Excepting occasional attacks upon non-union workmen, or upon persons supposed not to be in sympathy with the miners' union, there had been no serious disturbance in Goldfield; but in December 1907, Governor Sparks, at the instance of the mine-owners, appealed to President Theodore Roosevelt to send Federal troops to Goldfield, on the ground that the situation there was ominous, that destruction of life and property seemed probable, and that the state had no militia and would be powerless to maintain order. President Roosevelt thereupon (December 4th) ordered General Frederick Funston, commanding the Division of California, at San Francisco, to proceed with 300 Federal troops to Goldfield.

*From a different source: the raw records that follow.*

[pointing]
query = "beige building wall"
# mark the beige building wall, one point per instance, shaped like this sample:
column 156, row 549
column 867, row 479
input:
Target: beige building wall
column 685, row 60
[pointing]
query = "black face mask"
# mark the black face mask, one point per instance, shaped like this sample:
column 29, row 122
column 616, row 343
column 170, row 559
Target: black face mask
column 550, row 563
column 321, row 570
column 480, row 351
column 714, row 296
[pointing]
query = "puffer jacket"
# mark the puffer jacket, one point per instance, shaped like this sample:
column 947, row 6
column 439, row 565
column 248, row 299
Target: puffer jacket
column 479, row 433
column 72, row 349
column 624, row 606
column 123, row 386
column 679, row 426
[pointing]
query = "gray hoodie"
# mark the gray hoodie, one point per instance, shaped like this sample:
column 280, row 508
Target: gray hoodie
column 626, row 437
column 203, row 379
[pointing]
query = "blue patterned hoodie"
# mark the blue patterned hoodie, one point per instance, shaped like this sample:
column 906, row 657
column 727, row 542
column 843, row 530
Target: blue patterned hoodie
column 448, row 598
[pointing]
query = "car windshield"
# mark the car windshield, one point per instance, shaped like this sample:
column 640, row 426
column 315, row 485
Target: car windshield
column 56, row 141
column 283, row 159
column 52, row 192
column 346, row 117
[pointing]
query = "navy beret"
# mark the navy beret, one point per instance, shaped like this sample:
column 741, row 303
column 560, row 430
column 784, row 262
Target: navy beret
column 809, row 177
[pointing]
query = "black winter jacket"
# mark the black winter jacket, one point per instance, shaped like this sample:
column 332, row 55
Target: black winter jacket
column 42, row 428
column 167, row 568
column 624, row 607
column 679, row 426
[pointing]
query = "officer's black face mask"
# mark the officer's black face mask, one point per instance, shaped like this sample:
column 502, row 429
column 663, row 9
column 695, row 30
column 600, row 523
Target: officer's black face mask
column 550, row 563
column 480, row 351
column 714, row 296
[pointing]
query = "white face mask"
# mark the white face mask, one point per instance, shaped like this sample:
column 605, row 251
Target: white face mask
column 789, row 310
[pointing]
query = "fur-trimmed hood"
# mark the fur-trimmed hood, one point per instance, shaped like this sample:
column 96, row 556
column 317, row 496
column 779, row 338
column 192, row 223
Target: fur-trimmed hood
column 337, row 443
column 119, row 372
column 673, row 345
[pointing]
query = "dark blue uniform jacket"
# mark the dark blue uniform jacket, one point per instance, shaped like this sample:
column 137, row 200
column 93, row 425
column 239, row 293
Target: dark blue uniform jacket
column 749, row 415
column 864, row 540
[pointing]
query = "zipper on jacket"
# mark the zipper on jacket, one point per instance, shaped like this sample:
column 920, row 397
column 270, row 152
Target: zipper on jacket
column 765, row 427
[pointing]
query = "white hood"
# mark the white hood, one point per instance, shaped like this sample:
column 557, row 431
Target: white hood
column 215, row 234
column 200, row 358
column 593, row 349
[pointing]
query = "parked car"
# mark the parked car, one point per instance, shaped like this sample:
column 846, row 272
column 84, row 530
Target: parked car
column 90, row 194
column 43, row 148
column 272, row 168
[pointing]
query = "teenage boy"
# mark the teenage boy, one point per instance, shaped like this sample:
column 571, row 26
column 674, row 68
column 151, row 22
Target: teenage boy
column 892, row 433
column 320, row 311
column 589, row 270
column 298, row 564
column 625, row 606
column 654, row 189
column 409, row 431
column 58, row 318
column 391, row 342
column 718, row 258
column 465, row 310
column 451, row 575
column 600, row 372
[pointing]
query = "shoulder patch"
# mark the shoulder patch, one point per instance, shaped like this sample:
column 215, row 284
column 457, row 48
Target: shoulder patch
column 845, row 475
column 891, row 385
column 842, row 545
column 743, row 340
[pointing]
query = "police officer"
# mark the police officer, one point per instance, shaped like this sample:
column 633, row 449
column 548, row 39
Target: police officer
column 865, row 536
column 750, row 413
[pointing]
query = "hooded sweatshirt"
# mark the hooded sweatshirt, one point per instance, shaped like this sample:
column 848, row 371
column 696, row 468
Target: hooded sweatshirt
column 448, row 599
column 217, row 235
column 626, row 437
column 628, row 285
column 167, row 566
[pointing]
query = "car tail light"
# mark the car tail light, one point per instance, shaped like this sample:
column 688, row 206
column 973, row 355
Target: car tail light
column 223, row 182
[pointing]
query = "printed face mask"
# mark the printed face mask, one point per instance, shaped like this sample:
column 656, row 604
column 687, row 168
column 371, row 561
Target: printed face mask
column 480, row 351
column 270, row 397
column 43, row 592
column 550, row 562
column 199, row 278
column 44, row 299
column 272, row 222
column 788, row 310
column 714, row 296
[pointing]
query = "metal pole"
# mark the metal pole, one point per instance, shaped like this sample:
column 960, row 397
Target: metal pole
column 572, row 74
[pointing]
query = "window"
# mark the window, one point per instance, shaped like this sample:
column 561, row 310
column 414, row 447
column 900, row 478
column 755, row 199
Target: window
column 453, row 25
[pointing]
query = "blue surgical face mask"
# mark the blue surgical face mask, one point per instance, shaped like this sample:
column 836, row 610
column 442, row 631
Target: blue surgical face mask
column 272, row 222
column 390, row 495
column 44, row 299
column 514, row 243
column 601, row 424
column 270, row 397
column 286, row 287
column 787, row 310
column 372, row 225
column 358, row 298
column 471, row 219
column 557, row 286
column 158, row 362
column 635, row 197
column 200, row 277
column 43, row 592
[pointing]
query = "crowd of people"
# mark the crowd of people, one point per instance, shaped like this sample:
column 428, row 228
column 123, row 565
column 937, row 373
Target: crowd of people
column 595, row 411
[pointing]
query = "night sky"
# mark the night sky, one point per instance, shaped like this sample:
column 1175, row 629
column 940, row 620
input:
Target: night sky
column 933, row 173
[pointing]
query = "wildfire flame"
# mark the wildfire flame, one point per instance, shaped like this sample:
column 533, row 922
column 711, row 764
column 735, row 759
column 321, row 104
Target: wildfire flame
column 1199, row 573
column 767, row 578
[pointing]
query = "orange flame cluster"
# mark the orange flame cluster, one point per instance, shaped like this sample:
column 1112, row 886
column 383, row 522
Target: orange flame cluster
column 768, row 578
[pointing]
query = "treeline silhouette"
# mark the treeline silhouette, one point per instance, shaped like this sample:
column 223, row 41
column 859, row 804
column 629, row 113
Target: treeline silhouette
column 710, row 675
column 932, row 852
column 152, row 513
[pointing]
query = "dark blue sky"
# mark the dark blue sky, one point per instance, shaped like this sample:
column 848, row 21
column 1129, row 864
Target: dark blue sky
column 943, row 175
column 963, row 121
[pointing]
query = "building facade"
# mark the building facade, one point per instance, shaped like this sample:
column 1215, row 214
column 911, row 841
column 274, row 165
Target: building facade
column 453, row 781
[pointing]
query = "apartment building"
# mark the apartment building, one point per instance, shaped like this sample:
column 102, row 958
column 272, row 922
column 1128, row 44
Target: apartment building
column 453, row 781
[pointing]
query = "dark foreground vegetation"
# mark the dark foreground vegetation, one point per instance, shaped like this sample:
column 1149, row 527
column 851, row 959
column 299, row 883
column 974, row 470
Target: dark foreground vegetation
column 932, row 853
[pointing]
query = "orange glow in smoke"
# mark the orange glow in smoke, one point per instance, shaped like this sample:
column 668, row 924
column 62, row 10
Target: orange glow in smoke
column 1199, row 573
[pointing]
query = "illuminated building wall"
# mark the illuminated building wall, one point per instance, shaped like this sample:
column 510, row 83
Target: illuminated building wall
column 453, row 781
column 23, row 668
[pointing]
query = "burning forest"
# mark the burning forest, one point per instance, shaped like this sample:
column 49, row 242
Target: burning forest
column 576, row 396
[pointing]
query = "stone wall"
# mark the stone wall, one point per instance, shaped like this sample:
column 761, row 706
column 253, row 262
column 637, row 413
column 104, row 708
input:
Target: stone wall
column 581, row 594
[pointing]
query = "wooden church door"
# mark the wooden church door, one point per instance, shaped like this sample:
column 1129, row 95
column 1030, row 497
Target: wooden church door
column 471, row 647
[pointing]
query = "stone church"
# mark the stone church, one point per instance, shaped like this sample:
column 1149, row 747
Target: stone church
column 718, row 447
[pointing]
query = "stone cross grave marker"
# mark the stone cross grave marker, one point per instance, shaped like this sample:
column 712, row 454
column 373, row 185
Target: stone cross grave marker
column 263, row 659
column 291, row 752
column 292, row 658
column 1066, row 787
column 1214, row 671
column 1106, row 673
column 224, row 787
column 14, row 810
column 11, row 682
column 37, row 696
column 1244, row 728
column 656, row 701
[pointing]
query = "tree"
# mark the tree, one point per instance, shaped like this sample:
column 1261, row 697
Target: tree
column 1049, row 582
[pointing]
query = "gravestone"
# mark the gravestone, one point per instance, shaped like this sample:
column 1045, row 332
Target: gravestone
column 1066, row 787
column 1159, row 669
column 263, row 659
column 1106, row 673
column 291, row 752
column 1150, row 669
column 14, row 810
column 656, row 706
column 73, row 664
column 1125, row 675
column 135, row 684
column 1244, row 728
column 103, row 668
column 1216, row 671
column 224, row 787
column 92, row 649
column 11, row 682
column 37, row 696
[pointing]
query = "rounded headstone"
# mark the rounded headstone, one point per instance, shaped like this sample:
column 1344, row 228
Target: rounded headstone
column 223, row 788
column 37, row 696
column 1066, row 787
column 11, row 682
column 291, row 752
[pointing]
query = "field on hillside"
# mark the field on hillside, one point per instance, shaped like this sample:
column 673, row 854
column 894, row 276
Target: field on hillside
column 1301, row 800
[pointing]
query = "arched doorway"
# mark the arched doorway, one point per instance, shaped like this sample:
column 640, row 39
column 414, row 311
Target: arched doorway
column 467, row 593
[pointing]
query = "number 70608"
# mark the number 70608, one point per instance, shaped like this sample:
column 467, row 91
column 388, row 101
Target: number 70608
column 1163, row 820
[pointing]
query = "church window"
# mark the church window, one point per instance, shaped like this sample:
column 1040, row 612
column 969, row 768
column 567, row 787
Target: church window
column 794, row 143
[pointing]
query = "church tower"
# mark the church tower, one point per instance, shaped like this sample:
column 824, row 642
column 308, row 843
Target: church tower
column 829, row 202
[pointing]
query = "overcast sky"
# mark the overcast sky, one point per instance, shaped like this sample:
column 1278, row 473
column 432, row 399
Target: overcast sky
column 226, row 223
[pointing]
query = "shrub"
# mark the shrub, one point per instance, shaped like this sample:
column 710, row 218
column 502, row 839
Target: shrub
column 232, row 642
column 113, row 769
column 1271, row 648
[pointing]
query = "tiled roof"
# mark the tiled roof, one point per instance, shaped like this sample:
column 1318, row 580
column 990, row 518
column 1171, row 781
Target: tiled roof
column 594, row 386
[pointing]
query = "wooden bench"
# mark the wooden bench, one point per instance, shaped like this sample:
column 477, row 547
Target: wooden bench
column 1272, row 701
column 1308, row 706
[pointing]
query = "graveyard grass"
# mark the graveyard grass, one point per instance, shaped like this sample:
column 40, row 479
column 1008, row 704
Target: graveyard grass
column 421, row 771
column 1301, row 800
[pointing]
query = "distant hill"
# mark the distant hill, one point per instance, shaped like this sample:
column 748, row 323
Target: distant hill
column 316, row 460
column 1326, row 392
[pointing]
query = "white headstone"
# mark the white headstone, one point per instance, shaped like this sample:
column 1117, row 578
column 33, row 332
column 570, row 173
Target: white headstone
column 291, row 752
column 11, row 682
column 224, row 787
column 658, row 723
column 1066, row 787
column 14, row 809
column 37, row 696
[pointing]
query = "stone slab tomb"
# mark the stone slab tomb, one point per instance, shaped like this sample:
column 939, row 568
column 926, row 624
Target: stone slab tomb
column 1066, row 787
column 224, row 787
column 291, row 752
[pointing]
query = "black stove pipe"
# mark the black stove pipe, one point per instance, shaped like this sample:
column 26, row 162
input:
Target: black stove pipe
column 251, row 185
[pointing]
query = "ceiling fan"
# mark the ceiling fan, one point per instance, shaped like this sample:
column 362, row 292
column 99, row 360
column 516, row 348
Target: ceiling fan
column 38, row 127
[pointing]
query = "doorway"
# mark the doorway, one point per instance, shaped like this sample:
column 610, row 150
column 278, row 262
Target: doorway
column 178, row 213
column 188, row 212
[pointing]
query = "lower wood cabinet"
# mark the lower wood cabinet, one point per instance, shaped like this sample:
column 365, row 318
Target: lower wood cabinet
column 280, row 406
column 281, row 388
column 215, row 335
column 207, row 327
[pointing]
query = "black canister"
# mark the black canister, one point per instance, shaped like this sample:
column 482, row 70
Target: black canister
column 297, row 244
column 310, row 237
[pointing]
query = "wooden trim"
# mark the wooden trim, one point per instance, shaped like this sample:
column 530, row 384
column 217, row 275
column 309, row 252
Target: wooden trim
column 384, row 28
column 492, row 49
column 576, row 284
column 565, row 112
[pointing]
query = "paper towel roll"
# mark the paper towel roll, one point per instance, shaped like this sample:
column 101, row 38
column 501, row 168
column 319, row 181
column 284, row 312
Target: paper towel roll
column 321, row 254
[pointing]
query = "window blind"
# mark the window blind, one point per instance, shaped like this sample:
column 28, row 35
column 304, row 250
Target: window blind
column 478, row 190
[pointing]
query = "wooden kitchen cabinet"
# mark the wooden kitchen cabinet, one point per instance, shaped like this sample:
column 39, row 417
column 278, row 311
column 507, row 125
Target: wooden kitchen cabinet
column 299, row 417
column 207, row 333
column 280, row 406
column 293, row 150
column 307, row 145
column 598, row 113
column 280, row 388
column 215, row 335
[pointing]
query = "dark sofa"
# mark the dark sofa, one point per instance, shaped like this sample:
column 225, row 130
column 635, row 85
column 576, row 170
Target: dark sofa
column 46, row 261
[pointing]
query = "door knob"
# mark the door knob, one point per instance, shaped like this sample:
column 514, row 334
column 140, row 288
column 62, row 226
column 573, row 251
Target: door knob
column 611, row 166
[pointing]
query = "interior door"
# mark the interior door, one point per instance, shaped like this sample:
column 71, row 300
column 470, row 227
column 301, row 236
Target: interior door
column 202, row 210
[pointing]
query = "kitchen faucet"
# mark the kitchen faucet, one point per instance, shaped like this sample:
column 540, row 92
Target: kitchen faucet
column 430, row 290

The troops arrived in Goldfield on 06 December 1907, and immediately afterwards the mine-owners reduced wages and announced that no members of the Western Federation of Miners would thereafter be employed in the mines. There were no fatalities. President Roosevelt, becoming convinced that conditions had not warranted Governor Sparks's appeal for Federal assistance, but that the immediate withdrawal of the troops might nevertheless lead to serious disorders, consented that they should remain for a short time on condition that the state should immediately organize an adequate militia or police force.
Accordingly, a special meeting of the legislature was immediately called, a state police force was organized, and on the 7th of March 1908 the troops were withdrawn. Thereafter work was gradually resumed in the mines, the contest having been won by the mine-owners.